The engineering time spent building and maintaining these coordination systems is enormous and almost entirely undifferentiated. Teams rebuild it from scratch using a combination of message queues, background workers, database tables used as makeshift queues, and custom retry logic. Each implementation has its own failure modes, its own debugging surface, its own operational burden.

The case that this is a primitive

The argument that durable workflow coordination is a primitive — rather than a feature to be composed from existing tools — rests on a few observations.

First, the problem is universal across application domains. Payment processors, SaaS products, data platforms, marketplaces, developer tools — all of them eventually build a version of the same workflow coordination system. When you see the same problem appear at the same layer of the stack across fundamentally different application types, that's usually a sign the problem deserves its own abstraction.

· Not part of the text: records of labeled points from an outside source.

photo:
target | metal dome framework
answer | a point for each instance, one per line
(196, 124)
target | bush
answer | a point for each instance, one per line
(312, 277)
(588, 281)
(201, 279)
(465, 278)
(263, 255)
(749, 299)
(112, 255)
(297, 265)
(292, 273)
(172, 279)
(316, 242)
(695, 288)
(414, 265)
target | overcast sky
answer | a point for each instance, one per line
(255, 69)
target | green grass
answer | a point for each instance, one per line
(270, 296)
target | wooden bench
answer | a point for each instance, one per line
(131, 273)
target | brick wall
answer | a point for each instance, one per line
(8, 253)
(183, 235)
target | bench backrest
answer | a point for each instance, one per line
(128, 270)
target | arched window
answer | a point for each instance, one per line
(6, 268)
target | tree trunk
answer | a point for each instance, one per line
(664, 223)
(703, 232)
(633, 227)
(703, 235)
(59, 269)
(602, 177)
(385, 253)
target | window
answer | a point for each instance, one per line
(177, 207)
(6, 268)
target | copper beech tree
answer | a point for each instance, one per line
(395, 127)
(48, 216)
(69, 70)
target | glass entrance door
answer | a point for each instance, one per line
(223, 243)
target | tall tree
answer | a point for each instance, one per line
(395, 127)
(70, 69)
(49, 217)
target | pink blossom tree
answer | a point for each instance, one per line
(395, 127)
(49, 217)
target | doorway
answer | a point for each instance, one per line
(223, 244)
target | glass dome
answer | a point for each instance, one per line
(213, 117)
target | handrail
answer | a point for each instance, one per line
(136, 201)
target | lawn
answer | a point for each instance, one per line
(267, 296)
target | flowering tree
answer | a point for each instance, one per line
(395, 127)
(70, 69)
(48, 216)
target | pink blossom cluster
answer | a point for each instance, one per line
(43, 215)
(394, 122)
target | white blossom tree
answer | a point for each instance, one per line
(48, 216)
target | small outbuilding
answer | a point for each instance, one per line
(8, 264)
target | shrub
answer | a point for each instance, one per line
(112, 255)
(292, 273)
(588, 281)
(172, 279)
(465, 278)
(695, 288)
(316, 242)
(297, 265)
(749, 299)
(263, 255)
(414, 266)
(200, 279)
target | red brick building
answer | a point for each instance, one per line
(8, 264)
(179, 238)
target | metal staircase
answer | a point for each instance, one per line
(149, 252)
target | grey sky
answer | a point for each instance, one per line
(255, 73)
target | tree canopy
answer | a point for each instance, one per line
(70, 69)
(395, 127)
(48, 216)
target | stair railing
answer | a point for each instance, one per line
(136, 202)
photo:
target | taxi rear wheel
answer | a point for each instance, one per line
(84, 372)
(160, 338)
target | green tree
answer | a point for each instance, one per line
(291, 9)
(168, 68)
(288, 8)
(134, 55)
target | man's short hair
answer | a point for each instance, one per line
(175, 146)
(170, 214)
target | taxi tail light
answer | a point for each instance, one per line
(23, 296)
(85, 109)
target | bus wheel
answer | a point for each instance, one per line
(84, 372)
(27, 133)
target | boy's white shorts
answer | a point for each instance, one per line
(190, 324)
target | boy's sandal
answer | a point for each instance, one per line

Second, the correct implementation is genuinely hard to get right. Durability guarantees — the assurance that a workflow will eventually complete even if the execution environment fails midway through — are not trivial to build. They require careful thinking about state persistence, idempotency, execution semantics under partial failure, and clock drift. Most teams who build their own workflow coordination system do so without fully thinking through these properties. The result is systems that work well under happy-path conditions and fail in subtle ways under load or failure conditions.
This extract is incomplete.